I'm analysing some imaging data that consists of large 3-dimensional arrays of pixel intensities with dimensions [frame, x, y]
. Since these are usually too big to hold in memory, they reside on the hard disk as PyTables arrays.
What I'd like to be able to do is read out the intensities in an arbitrary subset of pixels across all frames. The natural way to do this seems to be list indexing:
import numpy as np
import tables
tmph5 = tables.open_file('temp.hdf5', 'w')
bigarray = tmph5.create_array('/', 'bigarray', np.random.randn(1000, 200, 100))
roipixels = [[0, 1, 2, 4, 6], [34, 35, 36, 40, 41]]
roidata = bigarray[:, roipixels[0], roipixels[1]]
# IndexError: Only one selection list is allowed
Unfortunately it seems that PyTables currently only supports a single set of list indices.
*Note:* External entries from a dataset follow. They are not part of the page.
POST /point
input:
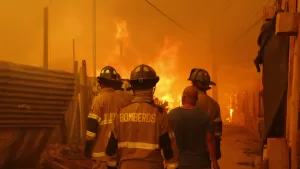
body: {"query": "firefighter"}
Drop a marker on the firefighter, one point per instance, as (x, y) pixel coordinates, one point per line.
(142, 129)
(100, 118)
(201, 80)
(120, 91)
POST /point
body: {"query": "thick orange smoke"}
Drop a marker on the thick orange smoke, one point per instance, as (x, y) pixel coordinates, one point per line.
(165, 64)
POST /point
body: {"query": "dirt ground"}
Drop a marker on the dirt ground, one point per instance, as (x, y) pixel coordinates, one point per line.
(240, 149)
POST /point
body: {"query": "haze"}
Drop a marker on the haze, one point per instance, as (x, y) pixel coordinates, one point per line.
(233, 40)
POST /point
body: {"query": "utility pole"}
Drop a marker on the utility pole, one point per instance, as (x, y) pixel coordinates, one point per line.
(46, 39)
(94, 38)
(214, 65)
(293, 91)
(73, 51)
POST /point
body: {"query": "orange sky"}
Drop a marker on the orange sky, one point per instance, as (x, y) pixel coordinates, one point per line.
(234, 39)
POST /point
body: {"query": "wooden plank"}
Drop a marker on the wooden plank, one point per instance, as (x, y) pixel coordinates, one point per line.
(36, 102)
(19, 67)
(45, 91)
(24, 83)
(293, 90)
(37, 78)
(38, 121)
(28, 111)
(35, 96)
(22, 116)
(32, 106)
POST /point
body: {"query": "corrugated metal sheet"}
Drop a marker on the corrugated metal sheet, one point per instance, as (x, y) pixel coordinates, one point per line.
(32, 96)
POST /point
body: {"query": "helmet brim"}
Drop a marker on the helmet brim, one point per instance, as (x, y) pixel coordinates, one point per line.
(212, 83)
(209, 83)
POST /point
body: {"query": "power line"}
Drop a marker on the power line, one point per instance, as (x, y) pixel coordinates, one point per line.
(249, 29)
(255, 23)
(172, 20)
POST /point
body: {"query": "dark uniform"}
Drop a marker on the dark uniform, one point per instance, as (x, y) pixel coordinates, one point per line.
(201, 80)
(99, 124)
(142, 129)
(125, 96)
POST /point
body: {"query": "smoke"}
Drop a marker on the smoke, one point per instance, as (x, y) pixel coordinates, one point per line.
(21, 33)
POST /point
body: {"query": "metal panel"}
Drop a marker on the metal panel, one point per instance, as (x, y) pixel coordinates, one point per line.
(32, 96)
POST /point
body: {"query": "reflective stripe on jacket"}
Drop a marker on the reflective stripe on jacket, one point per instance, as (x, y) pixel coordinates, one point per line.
(103, 110)
(138, 128)
(209, 105)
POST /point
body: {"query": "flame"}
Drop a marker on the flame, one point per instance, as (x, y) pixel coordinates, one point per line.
(114, 58)
(229, 119)
(165, 64)
(233, 105)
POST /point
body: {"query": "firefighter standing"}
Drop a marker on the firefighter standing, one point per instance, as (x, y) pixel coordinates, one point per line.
(201, 80)
(142, 129)
(100, 118)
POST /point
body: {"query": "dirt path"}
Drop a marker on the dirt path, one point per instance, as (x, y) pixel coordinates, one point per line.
(239, 148)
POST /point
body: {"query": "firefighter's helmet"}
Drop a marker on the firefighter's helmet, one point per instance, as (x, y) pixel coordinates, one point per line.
(201, 75)
(108, 73)
(143, 75)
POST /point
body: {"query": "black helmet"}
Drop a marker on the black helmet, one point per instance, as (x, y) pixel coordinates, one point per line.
(143, 76)
(108, 73)
(119, 82)
(201, 75)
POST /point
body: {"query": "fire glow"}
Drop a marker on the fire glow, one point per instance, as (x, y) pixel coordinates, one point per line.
(165, 65)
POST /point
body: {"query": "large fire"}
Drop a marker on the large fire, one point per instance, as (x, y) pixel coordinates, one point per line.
(165, 65)
(232, 107)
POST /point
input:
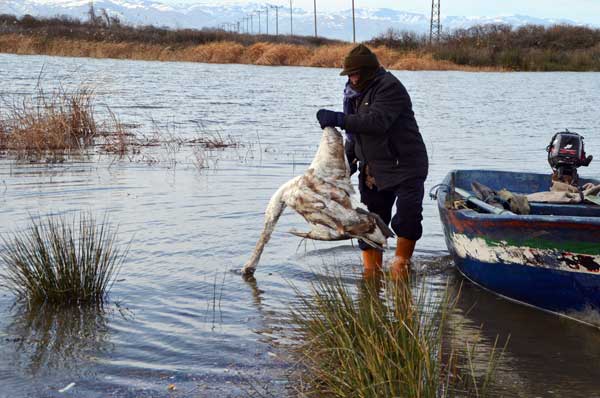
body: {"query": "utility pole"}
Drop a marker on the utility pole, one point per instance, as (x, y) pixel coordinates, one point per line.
(353, 24)
(276, 19)
(315, 2)
(267, 11)
(435, 28)
(291, 20)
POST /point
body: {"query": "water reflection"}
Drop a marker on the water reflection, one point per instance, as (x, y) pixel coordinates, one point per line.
(48, 337)
(546, 356)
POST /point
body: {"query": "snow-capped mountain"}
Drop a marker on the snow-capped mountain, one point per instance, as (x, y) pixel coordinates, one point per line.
(337, 25)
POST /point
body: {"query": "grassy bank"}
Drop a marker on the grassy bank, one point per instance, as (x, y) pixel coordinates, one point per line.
(222, 52)
(69, 37)
(382, 342)
(484, 47)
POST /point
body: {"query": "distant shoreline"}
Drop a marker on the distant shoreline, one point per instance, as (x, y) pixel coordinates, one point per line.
(223, 52)
(479, 48)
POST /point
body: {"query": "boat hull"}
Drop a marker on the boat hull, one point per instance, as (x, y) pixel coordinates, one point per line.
(551, 262)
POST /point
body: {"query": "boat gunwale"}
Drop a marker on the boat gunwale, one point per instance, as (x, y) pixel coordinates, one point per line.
(472, 215)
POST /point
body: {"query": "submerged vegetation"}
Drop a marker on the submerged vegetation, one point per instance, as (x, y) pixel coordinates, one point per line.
(62, 121)
(62, 261)
(384, 343)
(482, 47)
(53, 126)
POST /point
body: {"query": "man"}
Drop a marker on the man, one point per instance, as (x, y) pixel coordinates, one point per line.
(382, 134)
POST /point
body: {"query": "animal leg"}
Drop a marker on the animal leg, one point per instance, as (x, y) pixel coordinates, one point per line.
(319, 232)
(272, 214)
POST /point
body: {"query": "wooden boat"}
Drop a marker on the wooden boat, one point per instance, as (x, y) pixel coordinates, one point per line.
(548, 259)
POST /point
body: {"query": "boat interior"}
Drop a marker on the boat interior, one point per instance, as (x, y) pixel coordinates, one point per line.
(524, 183)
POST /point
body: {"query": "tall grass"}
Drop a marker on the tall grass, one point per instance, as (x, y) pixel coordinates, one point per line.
(62, 261)
(48, 122)
(383, 344)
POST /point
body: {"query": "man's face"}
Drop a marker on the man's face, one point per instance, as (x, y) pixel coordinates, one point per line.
(354, 78)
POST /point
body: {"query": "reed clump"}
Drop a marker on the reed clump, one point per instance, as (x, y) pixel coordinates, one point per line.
(62, 261)
(61, 121)
(382, 344)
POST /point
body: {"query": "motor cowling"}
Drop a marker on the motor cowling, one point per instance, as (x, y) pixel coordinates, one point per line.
(566, 153)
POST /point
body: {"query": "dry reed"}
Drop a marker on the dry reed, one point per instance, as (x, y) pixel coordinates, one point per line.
(261, 53)
(62, 121)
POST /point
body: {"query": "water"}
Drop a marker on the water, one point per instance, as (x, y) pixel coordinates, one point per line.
(177, 314)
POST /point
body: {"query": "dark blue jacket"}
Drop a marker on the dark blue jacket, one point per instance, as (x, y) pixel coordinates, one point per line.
(386, 134)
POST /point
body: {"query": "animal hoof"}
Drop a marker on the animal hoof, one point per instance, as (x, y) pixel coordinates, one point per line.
(248, 273)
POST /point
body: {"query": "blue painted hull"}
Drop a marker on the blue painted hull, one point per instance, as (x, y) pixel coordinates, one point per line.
(549, 259)
(552, 290)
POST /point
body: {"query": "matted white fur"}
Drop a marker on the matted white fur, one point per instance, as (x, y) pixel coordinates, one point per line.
(324, 196)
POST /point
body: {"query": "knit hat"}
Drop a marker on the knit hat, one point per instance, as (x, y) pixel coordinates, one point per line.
(359, 58)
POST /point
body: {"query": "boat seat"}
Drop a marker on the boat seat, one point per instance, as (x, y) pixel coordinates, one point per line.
(562, 209)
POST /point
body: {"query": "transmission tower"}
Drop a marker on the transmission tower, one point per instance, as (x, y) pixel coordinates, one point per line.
(435, 29)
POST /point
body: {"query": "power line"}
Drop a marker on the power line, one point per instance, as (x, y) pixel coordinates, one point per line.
(315, 6)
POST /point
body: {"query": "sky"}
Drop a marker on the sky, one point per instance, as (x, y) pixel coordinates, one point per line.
(585, 11)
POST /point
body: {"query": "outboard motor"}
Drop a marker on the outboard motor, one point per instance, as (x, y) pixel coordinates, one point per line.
(566, 153)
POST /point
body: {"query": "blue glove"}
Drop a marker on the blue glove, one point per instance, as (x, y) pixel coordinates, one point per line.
(329, 118)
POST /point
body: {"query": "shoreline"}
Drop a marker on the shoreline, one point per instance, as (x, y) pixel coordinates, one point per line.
(226, 52)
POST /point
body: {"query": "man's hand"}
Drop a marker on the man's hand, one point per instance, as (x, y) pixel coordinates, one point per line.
(329, 118)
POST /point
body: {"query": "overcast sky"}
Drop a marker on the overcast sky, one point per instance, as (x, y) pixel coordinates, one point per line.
(586, 11)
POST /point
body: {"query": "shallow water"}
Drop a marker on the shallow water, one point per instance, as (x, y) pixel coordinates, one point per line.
(178, 315)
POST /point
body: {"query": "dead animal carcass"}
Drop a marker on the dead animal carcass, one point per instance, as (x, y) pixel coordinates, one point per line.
(324, 196)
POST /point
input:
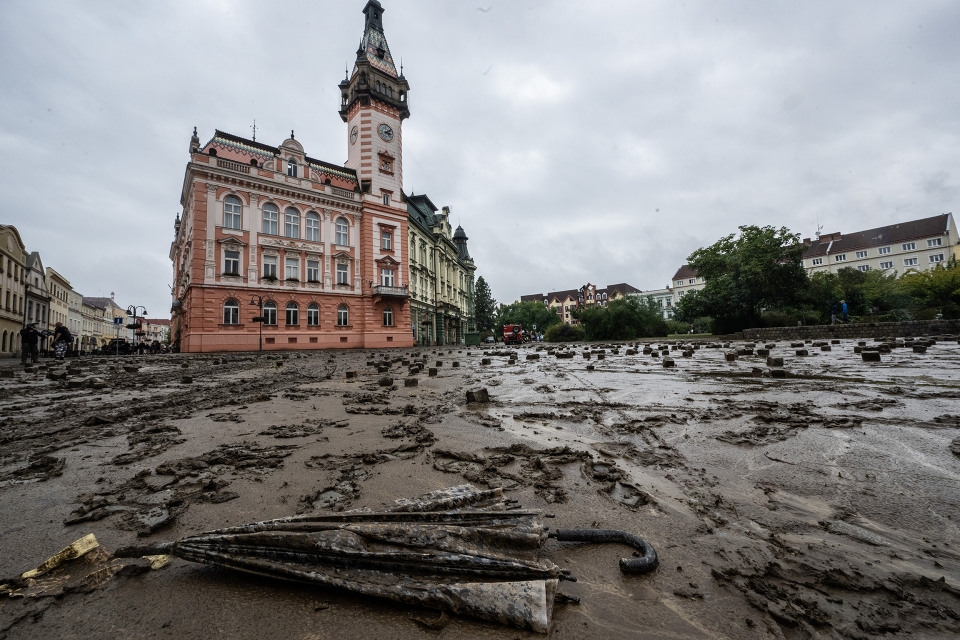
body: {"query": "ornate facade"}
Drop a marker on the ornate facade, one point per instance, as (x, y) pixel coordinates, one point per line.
(441, 277)
(306, 251)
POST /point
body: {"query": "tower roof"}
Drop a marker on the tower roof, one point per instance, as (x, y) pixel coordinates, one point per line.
(374, 45)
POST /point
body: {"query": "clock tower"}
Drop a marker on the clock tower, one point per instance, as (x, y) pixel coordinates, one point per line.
(374, 105)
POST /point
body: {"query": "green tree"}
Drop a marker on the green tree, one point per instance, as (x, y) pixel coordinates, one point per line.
(761, 268)
(623, 319)
(529, 314)
(937, 289)
(484, 306)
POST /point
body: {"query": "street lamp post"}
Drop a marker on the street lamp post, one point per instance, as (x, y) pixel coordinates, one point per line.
(257, 301)
(132, 311)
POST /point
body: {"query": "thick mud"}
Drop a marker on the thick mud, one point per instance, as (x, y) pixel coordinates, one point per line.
(813, 497)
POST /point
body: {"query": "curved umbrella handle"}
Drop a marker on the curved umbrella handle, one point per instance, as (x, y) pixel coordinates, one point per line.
(644, 564)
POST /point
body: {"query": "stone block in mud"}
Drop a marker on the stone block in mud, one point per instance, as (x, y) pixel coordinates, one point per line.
(478, 395)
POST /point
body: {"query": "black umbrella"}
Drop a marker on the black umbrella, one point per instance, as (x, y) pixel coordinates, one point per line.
(459, 549)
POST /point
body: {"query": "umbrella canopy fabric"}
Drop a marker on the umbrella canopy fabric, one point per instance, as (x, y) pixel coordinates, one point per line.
(460, 550)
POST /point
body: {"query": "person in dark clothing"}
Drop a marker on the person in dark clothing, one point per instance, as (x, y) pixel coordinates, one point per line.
(61, 340)
(29, 339)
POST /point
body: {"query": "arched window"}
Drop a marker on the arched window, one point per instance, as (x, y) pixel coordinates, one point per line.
(231, 212)
(231, 312)
(269, 313)
(271, 215)
(291, 223)
(313, 227)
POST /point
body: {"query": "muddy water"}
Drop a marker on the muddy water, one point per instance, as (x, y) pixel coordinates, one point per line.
(821, 504)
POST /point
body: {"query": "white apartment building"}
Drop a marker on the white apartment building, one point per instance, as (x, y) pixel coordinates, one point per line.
(684, 281)
(916, 245)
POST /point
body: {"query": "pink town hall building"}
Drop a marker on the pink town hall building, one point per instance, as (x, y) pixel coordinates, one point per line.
(305, 253)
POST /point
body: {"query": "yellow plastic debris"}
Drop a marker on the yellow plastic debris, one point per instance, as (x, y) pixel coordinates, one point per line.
(82, 546)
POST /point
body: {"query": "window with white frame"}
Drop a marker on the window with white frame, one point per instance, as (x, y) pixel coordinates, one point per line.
(231, 312)
(343, 233)
(292, 270)
(231, 263)
(269, 313)
(313, 271)
(313, 227)
(232, 212)
(271, 217)
(291, 223)
(269, 266)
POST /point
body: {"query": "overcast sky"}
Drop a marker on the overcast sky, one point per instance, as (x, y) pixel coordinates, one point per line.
(574, 141)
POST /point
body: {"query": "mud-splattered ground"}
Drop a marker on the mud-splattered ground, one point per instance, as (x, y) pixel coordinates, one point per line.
(820, 500)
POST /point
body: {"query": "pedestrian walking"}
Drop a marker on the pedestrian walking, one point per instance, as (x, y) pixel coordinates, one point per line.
(61, 340)
(29, 339)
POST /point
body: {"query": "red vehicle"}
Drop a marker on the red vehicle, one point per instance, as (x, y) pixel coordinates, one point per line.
(512, 333)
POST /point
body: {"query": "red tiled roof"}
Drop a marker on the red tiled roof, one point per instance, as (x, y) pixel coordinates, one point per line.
(881, 236)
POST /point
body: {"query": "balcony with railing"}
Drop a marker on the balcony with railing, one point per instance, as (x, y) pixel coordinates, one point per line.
(233, 166)
(391, 292)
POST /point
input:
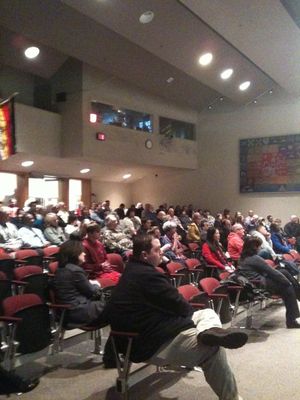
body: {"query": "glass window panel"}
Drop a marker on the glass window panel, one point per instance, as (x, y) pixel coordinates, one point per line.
(124, 118)
(75, 191)
(8, 186)
(178, 129)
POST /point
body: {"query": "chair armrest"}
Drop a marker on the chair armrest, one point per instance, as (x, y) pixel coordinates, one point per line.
(21, 283)
(49, 258)
(19, 261)
(218, 296)
(235, 287)
(123, 333)
(198, 305)
(10, 319)
(59, 306)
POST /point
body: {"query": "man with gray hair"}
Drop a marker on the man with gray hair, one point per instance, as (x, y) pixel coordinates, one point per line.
(9, 236)
(292, 230)
(236, 241)
(169, 331)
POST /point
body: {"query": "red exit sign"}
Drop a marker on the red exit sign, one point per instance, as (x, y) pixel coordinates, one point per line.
(100, 136)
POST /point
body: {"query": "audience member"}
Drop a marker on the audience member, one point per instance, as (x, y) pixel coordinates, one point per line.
(96, 262)
(193, 234)
(173, 249)
(213, 252)
(280, 244)
(266, 249)
(32, 237)
(9, 236)
(115, 240)
(236, 242)
(131, 223)
(53, 233)
(277, 282)
(72, 287)
(292, 230)
(72, 226)
(170, 332)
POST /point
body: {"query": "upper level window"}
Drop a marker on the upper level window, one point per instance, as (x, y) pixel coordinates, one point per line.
(110, 115)
(178, 129)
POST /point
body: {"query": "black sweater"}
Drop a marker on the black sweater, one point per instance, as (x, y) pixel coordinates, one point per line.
(145, 302)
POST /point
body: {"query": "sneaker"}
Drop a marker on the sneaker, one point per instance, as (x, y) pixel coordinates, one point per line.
(229, 338)
(293, 325)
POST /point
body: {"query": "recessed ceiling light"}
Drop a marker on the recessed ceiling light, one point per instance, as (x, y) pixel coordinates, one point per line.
(146, 17)
(32, 52)
(93, 118)
(205, 59)
(27, 163)
(244, 86)
(226, 74)
(170, 80)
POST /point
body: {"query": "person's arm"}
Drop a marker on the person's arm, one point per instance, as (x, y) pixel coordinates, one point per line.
(83, 285)
(193, 233)
(264, 269)
(210, 257)
(161, 294)
(278, 246)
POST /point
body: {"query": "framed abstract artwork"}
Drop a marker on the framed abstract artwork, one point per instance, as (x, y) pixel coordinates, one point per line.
(270, 164)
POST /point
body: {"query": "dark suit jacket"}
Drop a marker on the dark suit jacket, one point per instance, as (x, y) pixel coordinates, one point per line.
(144, 301)
(72, 287)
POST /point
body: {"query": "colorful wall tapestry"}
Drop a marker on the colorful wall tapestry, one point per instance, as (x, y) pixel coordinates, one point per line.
(7, 129)
(270, 164)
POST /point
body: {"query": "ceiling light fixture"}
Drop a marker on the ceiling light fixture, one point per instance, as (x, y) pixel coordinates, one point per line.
(170, 80)
(244, 86)
(226, 74)
(146, 17)
(32, 52)
(27, 163)
(93, 118)
(205, 59)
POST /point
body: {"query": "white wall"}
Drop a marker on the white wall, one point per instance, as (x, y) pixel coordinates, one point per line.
(115, 192)
(37, 131)
(127, 145)
(215, 185)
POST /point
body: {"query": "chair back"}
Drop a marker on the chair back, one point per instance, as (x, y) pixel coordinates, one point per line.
(174, 267)
(116, 261)
(5, 289)
(209, 285)
(37, 281)
(7, 265)
(192, 263)
(53, 267)
(33, 332)
(50, 251)
(188, 291)
(31, 256)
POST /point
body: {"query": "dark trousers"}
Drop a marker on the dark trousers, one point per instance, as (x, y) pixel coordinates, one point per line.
(288, 294)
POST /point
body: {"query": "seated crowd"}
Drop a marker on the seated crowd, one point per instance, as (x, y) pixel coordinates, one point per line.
(144, 300)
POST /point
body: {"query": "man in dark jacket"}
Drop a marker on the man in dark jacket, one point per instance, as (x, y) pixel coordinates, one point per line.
(170, 333)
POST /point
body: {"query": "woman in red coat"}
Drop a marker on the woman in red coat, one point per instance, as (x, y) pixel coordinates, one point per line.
(96, 262)
(213, 252)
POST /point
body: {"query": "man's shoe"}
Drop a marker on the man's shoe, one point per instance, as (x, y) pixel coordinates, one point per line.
(293, 325)
(229, 338)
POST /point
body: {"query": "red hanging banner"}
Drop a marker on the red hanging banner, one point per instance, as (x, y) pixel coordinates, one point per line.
(7, 129)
A further problem is that a list index can't contain duplicates - I couldn't simultaneously read pixels [1, 2]
and [1, 3]
, since my list of pixel x-coordinates would contain [1, 1]
. I know that I can iterate over rows in the array:
roidata = np.asarray([row[roipixels[0], roipixels[1]] for row in bigarray])
but these iterative reads become quite slow for the large number of frames I'm processing.
Is there a nicer way of doing this? I'm relatively new to PyTables, so if you have any tips on organising datasets in large arrays I'd love to hear them.
h5py
is much more natural for non-table-like data. However, it has the same limitation, in this case.